Quando è cominciato lo studio, nel 1997, infatti, le megattere che nuotavano nelle acque davanti alla Grande barriera corallina erano appena 3.700. Mentre nel 2015 - 18 anni dopo - se ne contavano ben 27.000. Merito delle leggi di protezione internazionale e dello stop alla caccia alle balene (negli anni Sessanta, qui restavano solo 200 esemplari). Ma ora che la popolazione si è ripresa, questo affollamento ha determinato inevitabilmente un aumento della competizione tra maschi, che hanno messo in campo nuove strategie seduttive.

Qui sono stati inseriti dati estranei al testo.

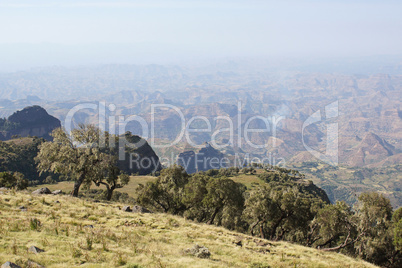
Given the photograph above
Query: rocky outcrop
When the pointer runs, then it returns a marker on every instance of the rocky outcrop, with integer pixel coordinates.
(205, 159)
(30, 121)
(199, 251)
(44, 190)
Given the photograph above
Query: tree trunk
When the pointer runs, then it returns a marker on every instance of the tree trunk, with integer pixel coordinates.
(77, 185)
(211, 221)
(276, 225)
(262, 234)
(109, 192)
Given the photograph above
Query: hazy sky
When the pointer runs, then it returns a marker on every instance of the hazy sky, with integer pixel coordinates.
(84, 32)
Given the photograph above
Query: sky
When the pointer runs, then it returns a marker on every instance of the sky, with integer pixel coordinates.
(53, 32)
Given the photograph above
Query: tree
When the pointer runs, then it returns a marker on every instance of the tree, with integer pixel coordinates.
(333, 225)
(374, 214)
(167, 192)
(13, 180)
(397, 219)
(78, 155)
(282, 210)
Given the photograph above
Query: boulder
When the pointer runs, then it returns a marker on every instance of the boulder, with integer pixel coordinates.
(32, 264)
(57, 192)
(126, 209)
(10, 265)
(199, 251)
(35, 250)
(44, 190)
(139, 209)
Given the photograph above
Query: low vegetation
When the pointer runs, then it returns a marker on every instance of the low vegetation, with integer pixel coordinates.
(74, 232)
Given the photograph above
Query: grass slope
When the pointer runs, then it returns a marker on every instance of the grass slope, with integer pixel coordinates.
(133, 240)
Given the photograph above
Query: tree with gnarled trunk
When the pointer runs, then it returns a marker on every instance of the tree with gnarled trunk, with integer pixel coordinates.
(79, 156)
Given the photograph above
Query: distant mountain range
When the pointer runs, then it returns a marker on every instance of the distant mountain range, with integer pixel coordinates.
(368, 114)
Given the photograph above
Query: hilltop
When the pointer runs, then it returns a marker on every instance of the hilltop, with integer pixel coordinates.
(30, 121)
(74, 232)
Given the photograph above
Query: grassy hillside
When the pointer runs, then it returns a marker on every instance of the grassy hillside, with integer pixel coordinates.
(74, 232)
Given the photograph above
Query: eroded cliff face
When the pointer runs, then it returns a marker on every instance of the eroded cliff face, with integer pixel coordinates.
(139, 157)
(205, 159)
(30, 121)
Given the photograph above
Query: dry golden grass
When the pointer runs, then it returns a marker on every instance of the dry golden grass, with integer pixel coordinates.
(133, 240)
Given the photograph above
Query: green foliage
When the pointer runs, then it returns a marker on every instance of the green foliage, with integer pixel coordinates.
(18, 156)
(166, 193)
(15, 180)
(7, 180)
(82, 157)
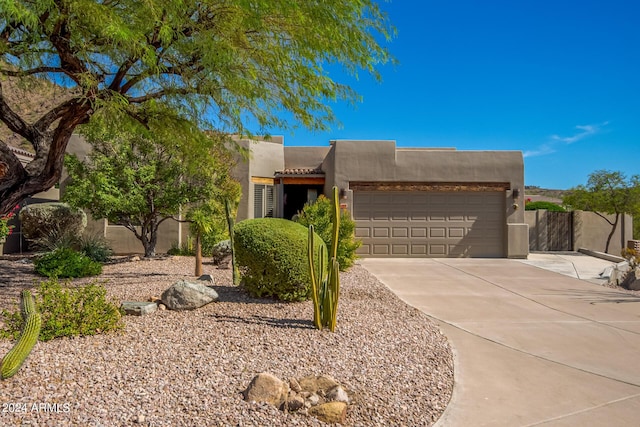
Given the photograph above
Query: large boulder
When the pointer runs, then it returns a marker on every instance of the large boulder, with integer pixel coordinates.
(184, 295)
(268, 389)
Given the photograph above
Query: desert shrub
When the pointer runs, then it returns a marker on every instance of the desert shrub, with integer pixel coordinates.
(96, 247)
(68, 311)
(38, 221)
(187, 248)
(550, 206)
(220, 251)
(56, 238)
(271, 254)
(66, 262)
(319, 214)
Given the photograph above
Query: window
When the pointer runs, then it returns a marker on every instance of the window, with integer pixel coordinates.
(262, 201)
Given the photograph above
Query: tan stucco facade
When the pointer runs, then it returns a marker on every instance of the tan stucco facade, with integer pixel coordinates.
(348, 164)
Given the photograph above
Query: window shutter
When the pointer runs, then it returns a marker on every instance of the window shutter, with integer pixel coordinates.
(258, 197)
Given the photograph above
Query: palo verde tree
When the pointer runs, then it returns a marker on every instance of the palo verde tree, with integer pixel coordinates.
(223, 62)
(139, 176)
(606, 192)
(206, 216)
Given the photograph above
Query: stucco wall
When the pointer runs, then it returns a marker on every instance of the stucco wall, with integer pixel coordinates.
(590, 231)
(266, 157)
(380, 161)
(304, 157)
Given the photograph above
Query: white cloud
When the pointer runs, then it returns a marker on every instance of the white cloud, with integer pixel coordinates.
(585, 131)
(541, 151)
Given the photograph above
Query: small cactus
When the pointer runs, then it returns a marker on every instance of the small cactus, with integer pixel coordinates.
(14, 359)
(28, 304)
(325, 286)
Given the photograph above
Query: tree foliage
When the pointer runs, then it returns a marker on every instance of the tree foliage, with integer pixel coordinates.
(225, 63)
(607, 192)
(139, 177)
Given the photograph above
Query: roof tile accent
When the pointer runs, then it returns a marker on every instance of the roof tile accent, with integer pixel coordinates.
(301, 171)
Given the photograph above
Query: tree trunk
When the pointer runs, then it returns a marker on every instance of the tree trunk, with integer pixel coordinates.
(43, 172)
(198, 254)
(613, 230)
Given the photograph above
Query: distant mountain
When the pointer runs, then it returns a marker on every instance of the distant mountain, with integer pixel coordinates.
(30, 97)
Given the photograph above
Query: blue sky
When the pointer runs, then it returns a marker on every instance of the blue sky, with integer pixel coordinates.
(558, 80)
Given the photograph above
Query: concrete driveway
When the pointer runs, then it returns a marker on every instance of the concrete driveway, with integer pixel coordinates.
(533, 347)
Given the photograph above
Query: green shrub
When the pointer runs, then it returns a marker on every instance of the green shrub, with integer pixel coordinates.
(38, 221)
(553, 207)
(220, 251)
(55, 239)
(187, 248)
(68, 311)
(66, 262)
(271, 254)
(95, 247)
(319, 214)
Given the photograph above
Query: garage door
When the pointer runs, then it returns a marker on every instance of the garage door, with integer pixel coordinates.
(430, 224)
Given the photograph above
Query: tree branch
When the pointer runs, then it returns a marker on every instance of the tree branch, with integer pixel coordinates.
(37, 70)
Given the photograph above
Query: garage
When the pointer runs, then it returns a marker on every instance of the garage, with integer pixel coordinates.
(440, 223)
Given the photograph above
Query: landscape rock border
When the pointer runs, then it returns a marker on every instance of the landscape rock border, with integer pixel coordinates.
(319, 396)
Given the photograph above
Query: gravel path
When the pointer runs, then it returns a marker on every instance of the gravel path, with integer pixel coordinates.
(188, 368)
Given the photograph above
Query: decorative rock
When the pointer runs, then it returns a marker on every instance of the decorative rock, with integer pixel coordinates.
(207, 279)
(184, 295)
(337, 394)
(331, 412)
(631, 280)
(295, 385)
(294, 402)
(314, 383)
(139, 308)
(266, 388)
(313, 399)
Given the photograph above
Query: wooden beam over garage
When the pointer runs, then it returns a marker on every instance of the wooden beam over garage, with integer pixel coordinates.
(428, 186)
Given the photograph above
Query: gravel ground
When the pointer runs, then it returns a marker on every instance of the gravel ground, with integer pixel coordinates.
(188, 368)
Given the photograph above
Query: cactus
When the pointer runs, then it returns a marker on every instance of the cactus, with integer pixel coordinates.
(12, 361)
(230, 224)
(325, 285)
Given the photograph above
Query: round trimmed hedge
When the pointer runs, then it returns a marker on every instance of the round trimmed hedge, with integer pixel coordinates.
(271, 254)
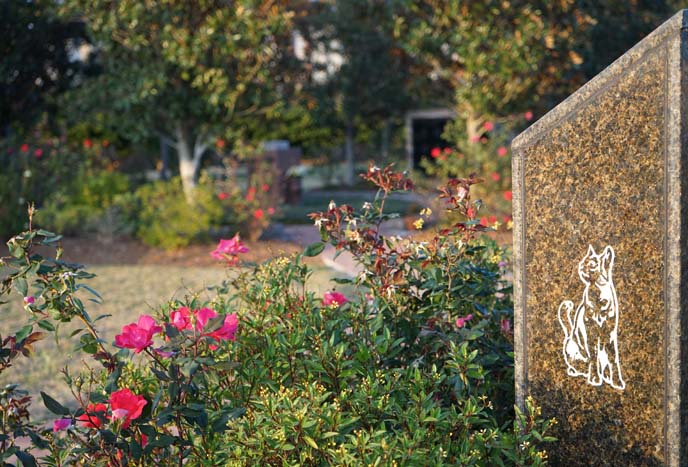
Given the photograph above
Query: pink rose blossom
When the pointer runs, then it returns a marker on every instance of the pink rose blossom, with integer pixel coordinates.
(127, 405)
(461, 322)
(138, 336)
(181, 318)
(61, 424)
(226, 332)
(92, 416)
(334, 299)
(229, 250)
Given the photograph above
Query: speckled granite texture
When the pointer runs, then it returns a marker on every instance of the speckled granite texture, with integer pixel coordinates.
(605, 169)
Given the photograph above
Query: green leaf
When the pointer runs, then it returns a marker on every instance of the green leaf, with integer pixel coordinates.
(26, 459)
(54, 406)
(24, 332)
(21, 286)
(314, 249)
(311, 442)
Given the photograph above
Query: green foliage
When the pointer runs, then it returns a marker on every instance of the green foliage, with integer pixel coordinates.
(81, 205)
(35, 64)
(167, 220)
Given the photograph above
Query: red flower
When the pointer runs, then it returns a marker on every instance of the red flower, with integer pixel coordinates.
(250, 194)
(226, 332)
(61, 424)
(181, 318)
(127, 405)
(229, 249)
(93, 416)
(505, 326)
(461, 322)
(334, 298)
(138, 336)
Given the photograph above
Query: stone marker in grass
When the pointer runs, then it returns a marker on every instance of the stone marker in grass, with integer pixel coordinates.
(601, 261)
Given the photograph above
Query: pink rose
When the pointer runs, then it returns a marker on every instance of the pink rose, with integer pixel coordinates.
(334, 299)
(126, 405)
(138, 336)
(61, 424)
(461, 322)
(181, 318)
(93, 415)
(229, 250)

Il canto delle megattere, come dicevamo, si può sentire a migliaia di chilometri di distanza. E perciò, se nel 1997 conveniva cantare per trovare e sedurre una femmina, ora che la concorrenza è diventata spietata, continuare a cantare significherebbe attirare in zona altri maschi, e magari dover fare anche a botte. «E tra megattere, questo vuol dire speronare e caricare l’avversario, schiaffeggiarlo con le pinne caudali e pettorali ed essere pronti a ricevere la stessa moneta in cambio» ha specificato Rebecca Dunlop «E ovviamente il rischio di riportare lesioni fisiche più o meno gravi è alto, quindi i maschi devono soppesare i costi e i benefici di ogni tattica. Nel 1997 un maschio in canto aveva quasi il doppio di probabilità di riprodursi rispetto a un maschio che non lo faceva. Tuttavia nell’arco di 18 anni le cose si sono capovolte e oggi i maschi che non cantano hanno cinque volte più probabilità di riprodursi rispetto ai maschi che tentano di attirare l’attenzione di un potenziale partner tramite vocalizzazioni».

Meglio quindi starsene zitti, arrivare allo scontro fisico solo se necessario, e mettere in atto altre tattiche: proteggere la femmina, marcarla stretto, provare a conquistarla con altri segnali che arrivano dritti al punto: i comportamenti di superficie, come il breaching o lo slapping (ovvero salti fuori dall’acqua con atterraggi rumorosissimi e pinnate sul pelo dell’acqua, che consentono alla femmina si valutare la stazza e la forza del maschio che ha di fronte). Breaching e slapping, inoltre, negli ultimi decenni sono diventati sempre più comuni come sostituti del canto: gli oceani sono sempre più rumorosi e l’inquinamento acustico distorce il loro canto melodioso, che non viaggia più sulle enormi distanze di un secolo fa.

In definitiva: quando si è pochi e lontani meglio cantare, quando la densità della popolazione cresce, meglio smettere di cantare. Questa plasticità nella strategia di accoppiamento delle megattere ha certamente contribuito a ridurre al minimo il loro rischio di estinzione, ma guardando al futuro, viene da chiedersi: se tra inquinamento acustico e nuove crescite demografiche, il corteggiamento di questi cetacei è sempre più silenzioso, dovremo dire addio al canto delle megattere, ai suoi dialetti e alla sua cultura?